Les baleines pouvaient manipuler individuellement le rubato et l’ornementation, ainsi que les caractéristiques de rythme et de tempo préalablement identifiées. En combinant cette variation, ils peuvent produire une très grande variété de codas. « Les baleines produisent bien plus de combinaisons de ces caractéristiques que 21 – la capacité de transport d’informations de ce système est bien plus performante que cela », a déclaré Sharma.

Son équipe a identifié 18 types de rythme, trois variantes de rubato, cinq types de tempo et une capacité à ajouter ou non un ornement dans le système de communication du cachalot. Cela représente 540 codas possibles, dont environ 150 sont fréquemment utilisées dans la vie réelle.
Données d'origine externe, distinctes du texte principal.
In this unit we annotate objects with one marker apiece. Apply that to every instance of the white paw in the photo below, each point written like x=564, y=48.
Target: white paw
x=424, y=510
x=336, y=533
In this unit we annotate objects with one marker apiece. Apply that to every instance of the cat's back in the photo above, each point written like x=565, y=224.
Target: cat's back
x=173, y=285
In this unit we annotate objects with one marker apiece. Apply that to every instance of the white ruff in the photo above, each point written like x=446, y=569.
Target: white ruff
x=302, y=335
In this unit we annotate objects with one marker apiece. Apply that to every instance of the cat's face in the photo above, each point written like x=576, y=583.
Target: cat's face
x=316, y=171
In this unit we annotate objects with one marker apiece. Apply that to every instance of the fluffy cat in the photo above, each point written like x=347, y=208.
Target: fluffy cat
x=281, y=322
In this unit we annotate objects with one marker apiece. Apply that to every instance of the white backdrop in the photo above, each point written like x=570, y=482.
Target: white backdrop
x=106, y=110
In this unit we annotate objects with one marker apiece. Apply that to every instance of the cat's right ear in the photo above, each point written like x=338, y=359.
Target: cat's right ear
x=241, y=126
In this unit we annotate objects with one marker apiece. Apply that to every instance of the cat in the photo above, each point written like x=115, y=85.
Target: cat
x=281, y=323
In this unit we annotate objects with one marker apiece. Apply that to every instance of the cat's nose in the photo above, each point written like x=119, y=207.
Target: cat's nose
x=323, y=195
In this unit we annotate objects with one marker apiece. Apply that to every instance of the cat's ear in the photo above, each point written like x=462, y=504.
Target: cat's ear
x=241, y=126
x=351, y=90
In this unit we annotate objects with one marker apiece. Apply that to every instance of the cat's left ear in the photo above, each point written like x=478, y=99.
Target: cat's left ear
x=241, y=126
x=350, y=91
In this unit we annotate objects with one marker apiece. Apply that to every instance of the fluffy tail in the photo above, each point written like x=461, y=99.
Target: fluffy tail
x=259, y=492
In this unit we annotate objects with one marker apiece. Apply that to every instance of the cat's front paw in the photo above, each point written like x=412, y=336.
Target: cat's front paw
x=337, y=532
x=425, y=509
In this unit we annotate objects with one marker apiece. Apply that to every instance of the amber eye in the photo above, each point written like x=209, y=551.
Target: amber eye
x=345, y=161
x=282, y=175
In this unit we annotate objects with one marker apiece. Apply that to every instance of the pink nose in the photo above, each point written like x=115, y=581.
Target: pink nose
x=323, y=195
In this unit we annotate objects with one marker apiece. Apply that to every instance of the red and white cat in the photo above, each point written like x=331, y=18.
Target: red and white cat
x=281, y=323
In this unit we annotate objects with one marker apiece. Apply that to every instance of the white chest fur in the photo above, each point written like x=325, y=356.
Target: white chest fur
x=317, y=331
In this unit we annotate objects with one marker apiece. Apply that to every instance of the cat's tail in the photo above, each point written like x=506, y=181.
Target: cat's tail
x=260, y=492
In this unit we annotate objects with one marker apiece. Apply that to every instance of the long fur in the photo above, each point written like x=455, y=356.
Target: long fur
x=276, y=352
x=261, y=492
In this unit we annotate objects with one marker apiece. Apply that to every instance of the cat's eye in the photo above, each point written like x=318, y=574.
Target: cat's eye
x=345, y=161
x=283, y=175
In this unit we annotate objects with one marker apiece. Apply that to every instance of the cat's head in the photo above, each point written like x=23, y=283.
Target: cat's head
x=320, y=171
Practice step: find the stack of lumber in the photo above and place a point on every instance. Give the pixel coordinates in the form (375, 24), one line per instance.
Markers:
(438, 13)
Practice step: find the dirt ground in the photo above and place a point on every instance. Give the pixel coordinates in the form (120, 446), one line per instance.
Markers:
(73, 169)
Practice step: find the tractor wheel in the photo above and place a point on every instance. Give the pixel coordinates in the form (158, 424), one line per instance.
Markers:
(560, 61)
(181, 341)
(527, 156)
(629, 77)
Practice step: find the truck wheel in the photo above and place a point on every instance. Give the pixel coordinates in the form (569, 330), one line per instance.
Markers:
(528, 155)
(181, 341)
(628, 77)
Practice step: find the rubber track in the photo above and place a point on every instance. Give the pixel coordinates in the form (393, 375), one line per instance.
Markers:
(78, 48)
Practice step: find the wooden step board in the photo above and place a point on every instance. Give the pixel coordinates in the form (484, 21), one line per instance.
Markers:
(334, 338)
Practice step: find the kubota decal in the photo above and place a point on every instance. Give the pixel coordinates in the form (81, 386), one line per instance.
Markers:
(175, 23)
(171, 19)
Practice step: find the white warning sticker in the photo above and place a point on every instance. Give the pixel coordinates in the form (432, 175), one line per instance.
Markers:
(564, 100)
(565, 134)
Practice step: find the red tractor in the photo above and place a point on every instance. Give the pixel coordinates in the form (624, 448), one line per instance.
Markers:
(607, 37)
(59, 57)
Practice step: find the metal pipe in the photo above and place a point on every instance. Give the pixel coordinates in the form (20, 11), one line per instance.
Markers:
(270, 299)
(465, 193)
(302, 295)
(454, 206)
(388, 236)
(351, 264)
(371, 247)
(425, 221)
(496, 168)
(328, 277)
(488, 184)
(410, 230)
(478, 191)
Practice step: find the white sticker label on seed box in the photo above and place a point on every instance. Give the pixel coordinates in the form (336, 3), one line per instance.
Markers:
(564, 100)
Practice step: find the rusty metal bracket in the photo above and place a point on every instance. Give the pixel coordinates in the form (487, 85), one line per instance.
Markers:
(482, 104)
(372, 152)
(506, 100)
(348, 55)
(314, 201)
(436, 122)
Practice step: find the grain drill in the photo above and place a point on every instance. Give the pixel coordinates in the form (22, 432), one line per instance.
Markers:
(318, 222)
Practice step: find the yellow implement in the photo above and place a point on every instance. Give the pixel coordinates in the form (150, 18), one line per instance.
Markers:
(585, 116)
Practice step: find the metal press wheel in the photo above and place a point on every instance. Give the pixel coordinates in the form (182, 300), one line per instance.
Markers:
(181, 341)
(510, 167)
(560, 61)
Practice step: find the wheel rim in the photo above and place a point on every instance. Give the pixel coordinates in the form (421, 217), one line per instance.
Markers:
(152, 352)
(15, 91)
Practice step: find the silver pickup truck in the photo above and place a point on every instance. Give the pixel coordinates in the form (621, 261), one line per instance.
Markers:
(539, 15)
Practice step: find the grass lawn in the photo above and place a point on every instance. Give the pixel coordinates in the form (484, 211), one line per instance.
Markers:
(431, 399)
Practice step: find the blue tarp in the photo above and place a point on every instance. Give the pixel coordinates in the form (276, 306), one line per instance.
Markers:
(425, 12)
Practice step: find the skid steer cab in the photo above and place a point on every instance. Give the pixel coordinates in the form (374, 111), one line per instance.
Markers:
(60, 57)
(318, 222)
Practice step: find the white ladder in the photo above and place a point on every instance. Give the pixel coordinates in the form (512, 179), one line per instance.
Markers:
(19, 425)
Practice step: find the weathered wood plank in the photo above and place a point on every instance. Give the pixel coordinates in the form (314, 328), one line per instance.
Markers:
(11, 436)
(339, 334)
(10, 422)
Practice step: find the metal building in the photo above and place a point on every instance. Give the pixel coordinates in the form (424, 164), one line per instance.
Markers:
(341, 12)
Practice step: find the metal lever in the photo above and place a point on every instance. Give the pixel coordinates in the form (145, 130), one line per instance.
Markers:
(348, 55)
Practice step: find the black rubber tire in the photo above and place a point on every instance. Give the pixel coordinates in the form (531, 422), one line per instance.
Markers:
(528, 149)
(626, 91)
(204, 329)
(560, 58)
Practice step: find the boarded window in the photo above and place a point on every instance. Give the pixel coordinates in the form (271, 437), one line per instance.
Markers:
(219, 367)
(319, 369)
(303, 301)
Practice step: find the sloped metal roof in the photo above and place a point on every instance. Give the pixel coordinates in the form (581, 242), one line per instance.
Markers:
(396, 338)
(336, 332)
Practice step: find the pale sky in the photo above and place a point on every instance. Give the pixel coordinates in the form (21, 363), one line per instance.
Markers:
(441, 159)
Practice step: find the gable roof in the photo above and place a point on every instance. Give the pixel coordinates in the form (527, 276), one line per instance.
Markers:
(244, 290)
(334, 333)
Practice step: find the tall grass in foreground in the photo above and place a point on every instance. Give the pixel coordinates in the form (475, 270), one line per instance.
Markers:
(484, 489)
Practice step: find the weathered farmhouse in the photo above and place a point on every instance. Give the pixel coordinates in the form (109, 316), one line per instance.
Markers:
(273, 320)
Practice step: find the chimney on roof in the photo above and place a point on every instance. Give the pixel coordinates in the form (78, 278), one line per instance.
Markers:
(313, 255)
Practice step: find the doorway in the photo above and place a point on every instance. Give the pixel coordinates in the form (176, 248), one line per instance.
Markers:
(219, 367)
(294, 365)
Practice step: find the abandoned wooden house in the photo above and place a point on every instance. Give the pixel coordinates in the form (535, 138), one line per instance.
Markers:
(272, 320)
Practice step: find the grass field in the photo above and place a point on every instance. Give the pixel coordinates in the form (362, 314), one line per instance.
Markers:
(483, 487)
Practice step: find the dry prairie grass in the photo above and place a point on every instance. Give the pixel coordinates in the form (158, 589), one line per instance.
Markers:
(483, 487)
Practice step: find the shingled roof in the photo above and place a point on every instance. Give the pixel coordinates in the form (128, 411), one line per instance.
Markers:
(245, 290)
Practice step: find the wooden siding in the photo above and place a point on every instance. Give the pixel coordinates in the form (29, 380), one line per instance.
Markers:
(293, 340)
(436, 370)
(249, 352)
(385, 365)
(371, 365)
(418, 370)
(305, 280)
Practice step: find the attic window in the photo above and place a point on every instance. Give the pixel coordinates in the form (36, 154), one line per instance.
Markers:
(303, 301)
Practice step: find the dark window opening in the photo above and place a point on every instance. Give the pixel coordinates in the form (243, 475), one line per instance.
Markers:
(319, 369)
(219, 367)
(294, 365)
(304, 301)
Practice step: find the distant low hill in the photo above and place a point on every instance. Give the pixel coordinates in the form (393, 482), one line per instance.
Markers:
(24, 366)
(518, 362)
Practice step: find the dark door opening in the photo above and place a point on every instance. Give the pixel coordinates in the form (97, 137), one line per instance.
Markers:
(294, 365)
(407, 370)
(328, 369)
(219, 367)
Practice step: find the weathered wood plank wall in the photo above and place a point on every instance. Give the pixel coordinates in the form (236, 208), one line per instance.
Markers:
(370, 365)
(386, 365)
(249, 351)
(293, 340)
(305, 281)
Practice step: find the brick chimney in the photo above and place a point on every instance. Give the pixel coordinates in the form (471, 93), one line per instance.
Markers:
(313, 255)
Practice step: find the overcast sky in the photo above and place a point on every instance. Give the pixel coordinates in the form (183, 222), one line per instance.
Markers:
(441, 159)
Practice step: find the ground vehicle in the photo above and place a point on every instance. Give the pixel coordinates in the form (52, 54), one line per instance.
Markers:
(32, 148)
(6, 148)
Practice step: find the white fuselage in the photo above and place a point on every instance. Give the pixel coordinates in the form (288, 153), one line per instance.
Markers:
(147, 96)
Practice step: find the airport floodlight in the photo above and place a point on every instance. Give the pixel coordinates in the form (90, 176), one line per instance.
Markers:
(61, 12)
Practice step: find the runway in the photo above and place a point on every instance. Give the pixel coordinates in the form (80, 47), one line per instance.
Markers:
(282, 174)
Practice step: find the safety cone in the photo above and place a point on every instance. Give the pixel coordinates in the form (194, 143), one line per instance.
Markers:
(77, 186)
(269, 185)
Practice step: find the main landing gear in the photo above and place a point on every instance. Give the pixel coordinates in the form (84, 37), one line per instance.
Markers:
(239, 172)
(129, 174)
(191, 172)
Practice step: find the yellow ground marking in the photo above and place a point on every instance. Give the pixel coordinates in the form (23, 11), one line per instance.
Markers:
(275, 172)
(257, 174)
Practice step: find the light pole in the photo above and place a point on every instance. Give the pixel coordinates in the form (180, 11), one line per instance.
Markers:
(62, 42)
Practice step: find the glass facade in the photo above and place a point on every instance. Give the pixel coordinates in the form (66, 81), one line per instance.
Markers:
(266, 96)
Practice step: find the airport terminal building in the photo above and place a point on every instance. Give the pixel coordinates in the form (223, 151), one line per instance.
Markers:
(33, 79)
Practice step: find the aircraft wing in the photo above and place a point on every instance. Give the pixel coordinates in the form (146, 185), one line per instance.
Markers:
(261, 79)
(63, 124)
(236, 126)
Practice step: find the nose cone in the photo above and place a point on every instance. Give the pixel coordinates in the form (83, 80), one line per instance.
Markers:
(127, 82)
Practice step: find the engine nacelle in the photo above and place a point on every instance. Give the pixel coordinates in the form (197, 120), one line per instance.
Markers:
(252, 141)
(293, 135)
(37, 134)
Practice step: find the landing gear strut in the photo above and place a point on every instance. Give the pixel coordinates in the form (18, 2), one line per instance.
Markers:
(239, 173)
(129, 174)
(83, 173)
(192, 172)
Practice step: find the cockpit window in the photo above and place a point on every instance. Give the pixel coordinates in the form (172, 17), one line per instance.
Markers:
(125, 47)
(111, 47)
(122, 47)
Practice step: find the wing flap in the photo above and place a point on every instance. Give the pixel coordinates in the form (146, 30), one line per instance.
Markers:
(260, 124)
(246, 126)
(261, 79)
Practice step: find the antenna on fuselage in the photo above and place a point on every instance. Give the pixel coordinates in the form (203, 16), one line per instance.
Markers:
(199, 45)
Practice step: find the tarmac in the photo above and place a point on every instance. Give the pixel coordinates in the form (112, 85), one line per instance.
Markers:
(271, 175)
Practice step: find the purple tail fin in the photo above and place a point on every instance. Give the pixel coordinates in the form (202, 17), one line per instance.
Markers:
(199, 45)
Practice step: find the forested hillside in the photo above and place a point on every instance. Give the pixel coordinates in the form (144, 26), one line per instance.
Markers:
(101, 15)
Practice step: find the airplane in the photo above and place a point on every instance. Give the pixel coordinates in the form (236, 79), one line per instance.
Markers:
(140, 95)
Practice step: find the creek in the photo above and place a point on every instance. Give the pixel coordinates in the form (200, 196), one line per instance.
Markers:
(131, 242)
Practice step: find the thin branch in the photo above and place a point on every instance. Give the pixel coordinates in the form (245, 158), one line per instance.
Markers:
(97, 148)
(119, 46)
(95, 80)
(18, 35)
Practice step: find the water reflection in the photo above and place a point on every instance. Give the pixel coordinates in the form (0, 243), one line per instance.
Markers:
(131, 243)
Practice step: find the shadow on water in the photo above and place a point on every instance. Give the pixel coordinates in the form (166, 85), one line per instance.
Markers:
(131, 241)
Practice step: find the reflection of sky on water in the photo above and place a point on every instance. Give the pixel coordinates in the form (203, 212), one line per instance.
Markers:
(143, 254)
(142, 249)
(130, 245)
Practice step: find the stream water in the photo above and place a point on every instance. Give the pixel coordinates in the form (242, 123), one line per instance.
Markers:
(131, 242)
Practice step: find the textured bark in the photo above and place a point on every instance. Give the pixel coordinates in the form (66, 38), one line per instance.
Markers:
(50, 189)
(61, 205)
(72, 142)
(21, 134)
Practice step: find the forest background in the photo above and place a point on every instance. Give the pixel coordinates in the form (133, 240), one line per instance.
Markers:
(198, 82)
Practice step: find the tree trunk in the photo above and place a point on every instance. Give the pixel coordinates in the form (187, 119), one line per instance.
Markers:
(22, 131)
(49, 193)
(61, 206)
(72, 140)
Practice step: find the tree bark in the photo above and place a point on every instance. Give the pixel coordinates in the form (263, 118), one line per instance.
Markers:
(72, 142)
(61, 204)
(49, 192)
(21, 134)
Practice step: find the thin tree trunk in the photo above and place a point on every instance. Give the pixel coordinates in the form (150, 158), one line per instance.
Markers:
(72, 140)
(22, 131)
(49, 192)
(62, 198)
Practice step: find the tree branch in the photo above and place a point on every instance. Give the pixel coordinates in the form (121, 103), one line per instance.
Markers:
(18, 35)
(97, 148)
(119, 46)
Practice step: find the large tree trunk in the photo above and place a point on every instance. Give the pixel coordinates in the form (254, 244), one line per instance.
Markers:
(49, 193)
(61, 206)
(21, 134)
Non seulement les cris des cachalots étaient construits avec des unités distinctes au niveau de la coda (ce qui signifie qu’ils étaient combinatoires), mais ils étaient également compositionnels dans la mesure où un cri contenait plusieurs codas.

Mais cela nous rapproche-t-il du décodage du langage de la baleine ?

« La combinatoire au niveau des mots et la compositionnalité au niveau des phrases dans les langues humaines sont quelque chose qui ressemble beaucoup à ce que nous avons trouvé », a déclaré Sharma. Mais l’équipe n’a pas déterminé si le sens était transmis, a-t-elle ajouté. Et sans preuve de sens, nous risquons de nous tromper complètement.